A light bulb doesn't care if its electricity was generated by a wind turbine or a coal plant—it just needs electrons to flow.


Similarly, your muscles don't care if your energy came from a steak or a donut; they only recognise the "flow" of ATP.



The Billion-Battery System


The simplest way to visualize this is to think of ATP as a rechargeable battery.


Imagine a toy car. To make it move, you insert a fully charged battery (ATP). As the car drives, the battery loses its juice until it’s dead (ADP). To keep playing, you must take that dead battery, click it into a wall charger, and wait for it to be primed for use again.



This is exactly how your body works:


  • ATP (The Full Battery): A molecule with three phosphates "coiled" together like a high-tension spring.

  • The "Pop": When you lift, a phosphate pops off, releasing a burst of energy.

  • ADP (The Dead Battery): You are left with only two phosphates and no power.


The secret to elite performance isn't just how much ATP you have stored—spoiler: it’s almost none.


The secret lies in your Mitochondria and your energy systems acting as the "wall charger."
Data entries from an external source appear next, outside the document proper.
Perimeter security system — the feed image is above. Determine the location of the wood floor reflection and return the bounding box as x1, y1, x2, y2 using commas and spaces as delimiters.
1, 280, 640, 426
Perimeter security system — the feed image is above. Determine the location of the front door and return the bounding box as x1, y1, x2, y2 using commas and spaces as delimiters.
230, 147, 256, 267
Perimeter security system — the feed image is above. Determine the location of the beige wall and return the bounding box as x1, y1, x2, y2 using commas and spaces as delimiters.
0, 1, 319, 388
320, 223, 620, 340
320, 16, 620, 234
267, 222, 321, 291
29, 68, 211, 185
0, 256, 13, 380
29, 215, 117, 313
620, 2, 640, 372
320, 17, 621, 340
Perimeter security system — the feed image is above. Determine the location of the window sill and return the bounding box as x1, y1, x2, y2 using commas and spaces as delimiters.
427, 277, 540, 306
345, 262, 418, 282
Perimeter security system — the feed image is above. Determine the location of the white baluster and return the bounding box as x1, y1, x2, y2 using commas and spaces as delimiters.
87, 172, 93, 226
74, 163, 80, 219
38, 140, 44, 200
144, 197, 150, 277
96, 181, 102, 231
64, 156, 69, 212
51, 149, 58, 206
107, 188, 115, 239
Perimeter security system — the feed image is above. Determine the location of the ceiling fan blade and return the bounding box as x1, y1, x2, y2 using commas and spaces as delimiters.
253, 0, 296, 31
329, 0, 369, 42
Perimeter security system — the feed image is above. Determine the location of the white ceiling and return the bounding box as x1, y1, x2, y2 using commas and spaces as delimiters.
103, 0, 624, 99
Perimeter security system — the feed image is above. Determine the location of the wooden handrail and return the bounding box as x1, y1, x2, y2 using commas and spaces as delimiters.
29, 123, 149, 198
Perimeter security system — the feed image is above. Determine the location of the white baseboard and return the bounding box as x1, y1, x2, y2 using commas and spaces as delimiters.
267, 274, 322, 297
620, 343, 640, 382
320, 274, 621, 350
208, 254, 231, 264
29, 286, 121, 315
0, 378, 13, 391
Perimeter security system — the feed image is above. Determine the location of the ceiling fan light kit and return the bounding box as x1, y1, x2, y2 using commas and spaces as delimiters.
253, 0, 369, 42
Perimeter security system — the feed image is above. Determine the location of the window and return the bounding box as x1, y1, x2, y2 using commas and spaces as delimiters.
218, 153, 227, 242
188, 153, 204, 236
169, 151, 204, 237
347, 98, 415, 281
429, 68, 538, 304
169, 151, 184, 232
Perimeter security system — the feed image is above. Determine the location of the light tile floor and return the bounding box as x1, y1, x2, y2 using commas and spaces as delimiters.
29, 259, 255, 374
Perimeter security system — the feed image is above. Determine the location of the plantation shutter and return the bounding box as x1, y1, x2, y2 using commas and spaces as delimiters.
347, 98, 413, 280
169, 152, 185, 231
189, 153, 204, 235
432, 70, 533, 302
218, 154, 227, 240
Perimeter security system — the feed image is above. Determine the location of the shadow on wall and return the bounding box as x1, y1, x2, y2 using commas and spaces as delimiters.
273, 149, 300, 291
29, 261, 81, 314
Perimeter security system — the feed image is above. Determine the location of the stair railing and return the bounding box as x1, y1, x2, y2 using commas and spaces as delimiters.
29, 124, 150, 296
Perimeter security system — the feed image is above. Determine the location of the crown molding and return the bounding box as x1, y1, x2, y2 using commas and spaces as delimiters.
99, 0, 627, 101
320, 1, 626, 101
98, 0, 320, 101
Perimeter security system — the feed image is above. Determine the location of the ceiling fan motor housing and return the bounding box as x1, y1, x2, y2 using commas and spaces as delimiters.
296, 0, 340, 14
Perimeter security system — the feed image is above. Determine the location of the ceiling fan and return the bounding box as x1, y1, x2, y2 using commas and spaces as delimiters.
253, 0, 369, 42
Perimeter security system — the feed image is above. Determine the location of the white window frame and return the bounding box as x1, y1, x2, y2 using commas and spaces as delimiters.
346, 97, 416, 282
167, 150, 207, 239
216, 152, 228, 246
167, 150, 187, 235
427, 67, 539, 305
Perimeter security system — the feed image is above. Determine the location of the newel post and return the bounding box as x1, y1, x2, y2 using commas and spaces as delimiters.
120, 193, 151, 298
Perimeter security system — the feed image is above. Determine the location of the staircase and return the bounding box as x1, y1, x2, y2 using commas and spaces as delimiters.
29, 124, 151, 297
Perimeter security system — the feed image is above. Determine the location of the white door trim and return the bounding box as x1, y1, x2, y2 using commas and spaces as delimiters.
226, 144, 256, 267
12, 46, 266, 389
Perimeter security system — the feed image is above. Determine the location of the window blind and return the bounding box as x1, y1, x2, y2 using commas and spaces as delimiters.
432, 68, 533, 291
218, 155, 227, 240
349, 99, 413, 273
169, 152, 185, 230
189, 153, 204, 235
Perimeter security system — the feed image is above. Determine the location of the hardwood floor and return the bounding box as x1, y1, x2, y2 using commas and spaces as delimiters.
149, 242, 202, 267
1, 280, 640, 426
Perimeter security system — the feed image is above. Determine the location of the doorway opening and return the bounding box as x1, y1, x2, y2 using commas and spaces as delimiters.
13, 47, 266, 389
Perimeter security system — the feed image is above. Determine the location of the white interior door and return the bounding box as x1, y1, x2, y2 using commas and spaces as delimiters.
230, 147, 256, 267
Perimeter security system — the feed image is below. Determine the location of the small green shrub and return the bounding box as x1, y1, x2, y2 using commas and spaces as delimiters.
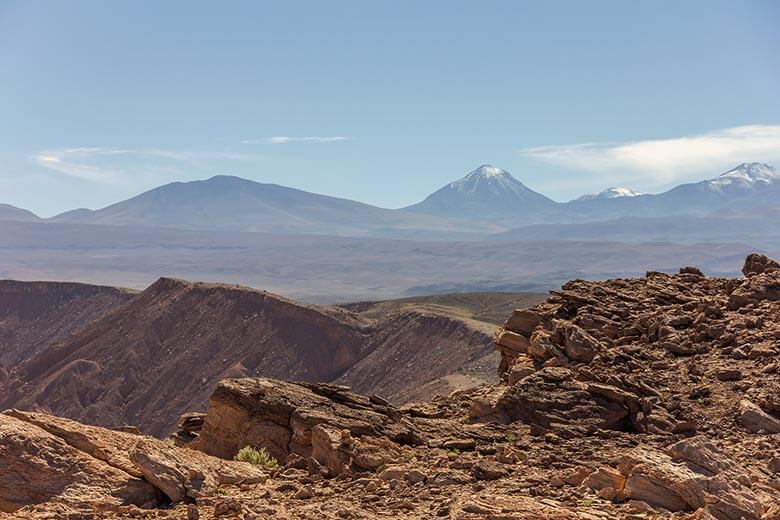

Your performance and your training in the gym is dictated by how fast your internal engines can manufacture and "re-click" those batteries back together on the fly.





ATP & The 3 main energy systems;


Adenosine Triphosphate.


the key is in the name.

ATP is a molecule (of adenosine) with 3 bits of stuff attached (phosphates) tightly coiled together by high energy bonds.



the key is in the name.


ATP is a molecule (of adenosine) with 3 bits of stuff attached (phosphates) tightly coiled together by high energy bonds.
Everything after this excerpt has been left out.